The pair will also be well-support by School of Nursing and Midwifery Mental Health and Substance Use Research Group research associate Doctor Monika Ferguson, Lee Martinez, Kathryn Cronin, Lynne James, Rebecca Shammas, Bronwyn Ryan and Associate Professor Jim Dolman.

Dr Jones said suicide was a major public health concern, particularly in rural Australia.

"Suicide is everyone's business, suicide is preventable and we all have a role to play," he said.

"The good news is there is things we can do, if we look out for people and if we show compassion and care, and if we can maybe help signpost people to get appropriate help, there is good evidence to indicate that it can significantly reduce risk."

Doctor Jones said the program would be delivered in eight communities across the region and provide a valuable opportunity to stimulate conversations about the need to reduce suicide.

"A real strength of regional and remote Australia is the integration of the towns and the communities here so it gives us an ideal opportunity to have a conversation with the communities to see what we can actually do," Dr Jones said.

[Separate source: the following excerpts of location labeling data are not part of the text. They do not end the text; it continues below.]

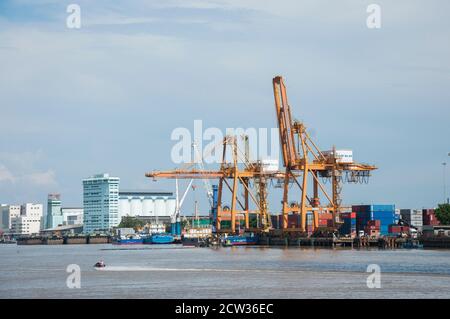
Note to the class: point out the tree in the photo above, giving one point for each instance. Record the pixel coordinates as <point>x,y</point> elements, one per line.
<point>443,214</point>
<point>130,222</point>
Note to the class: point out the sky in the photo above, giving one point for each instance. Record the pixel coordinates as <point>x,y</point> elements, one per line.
<point>106,97</point>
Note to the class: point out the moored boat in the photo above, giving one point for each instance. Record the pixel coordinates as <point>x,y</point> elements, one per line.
<point>159,239</point>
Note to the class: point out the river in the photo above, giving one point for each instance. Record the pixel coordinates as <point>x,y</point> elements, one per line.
<point>234,272</point>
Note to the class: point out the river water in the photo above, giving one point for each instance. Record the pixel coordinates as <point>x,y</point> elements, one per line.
<point>233,272</point>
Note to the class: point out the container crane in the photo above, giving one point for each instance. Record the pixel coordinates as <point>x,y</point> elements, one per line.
<point>303,159</point>
<point>232,178</point>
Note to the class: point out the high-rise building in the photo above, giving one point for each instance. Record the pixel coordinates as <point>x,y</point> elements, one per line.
<point>100,203</point>
<point>54,214</point>
<point>29,221</point>
<point>72,215</point>
<point>8,212</point>
<point>156,204</point>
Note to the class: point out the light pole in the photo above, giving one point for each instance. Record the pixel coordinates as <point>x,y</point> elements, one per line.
<point>444,164</point>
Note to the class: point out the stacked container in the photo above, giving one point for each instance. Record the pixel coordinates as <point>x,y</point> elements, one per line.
<point>412,216</point>
<point>365,213</point>
<point>276,221</point>
<point>429,217</point>
<point>349,225</point>
<point>397,229</point>
<point>325,220</point>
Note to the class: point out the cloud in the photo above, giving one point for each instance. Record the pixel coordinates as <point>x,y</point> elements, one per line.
<point>6,175</point>
<point>22,169</point>
<point>46,178</point>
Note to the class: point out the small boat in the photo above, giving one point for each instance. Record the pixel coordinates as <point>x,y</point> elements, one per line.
<point>412,245</point>
<point>159,239</point>
<point>240,240</point>
<point>193,242</point>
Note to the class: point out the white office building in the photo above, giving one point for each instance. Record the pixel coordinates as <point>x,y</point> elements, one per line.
<point>8,212</point>
<point>29,221</point>
<point>146,204</point>
<point>72,215</point>
<point>100,203</point>
<point>54,216</point>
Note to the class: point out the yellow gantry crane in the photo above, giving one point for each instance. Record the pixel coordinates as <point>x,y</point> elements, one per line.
<point>302,162</point>
<point>303,159</point>
<point>237,181</point>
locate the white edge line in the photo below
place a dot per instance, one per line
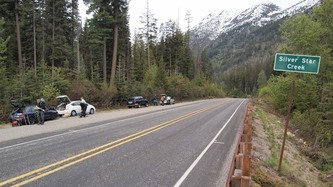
(188, 171)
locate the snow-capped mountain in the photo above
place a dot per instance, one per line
(259, 15)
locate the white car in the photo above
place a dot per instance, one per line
(72, 108)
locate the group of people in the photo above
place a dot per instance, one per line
(41, 108)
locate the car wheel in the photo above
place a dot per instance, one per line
(73, 113)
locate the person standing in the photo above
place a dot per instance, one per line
(40, 109)
(83, 105)
(155, 101)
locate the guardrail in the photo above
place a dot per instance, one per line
(239, 174)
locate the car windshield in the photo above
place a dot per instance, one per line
(29, 109)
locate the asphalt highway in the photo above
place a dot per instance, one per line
(180, 145)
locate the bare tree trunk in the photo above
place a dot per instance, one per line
(114, 57)
(148, 35)
(19, 48)
(53, 30)
(91, 65)
(78, 58)
(104, 61)
(34, 30)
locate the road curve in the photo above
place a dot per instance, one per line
(182, 145)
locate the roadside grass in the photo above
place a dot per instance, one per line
(295, 168)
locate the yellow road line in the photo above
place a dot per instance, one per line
(100, 150)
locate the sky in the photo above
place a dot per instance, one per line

The one-day training will feature a mix of lecture-style sessions as well as case studies and interactive learning activities such as role play activities.

Dr Ferguson said the training would also offer a guest speaker with a lived experience with suicide to offer their perspective through an interview-style session.

"Really we're going to be focussing on what you can do," Dr Ferguson said.

"So whether you're a teacher or a social worker or a physio, how you talk to someone who is in a difficult place and what kind of supports and services they might need and how you can connect with other people in the community to provide that chain of care."

Dr Ferguson said the training event would also provide an opportunity for people from a diverse range of sectors across the city to form networks and work together for a shared-care approach.

"By bringing different parts of the community together we're hoping that will build more networks for people in a professional capacity to know who does what, who they can turn to for what kind of help or support they might need so they can continue those conversations after the training day has finished and after our contact has finished," Dr Ferguson said.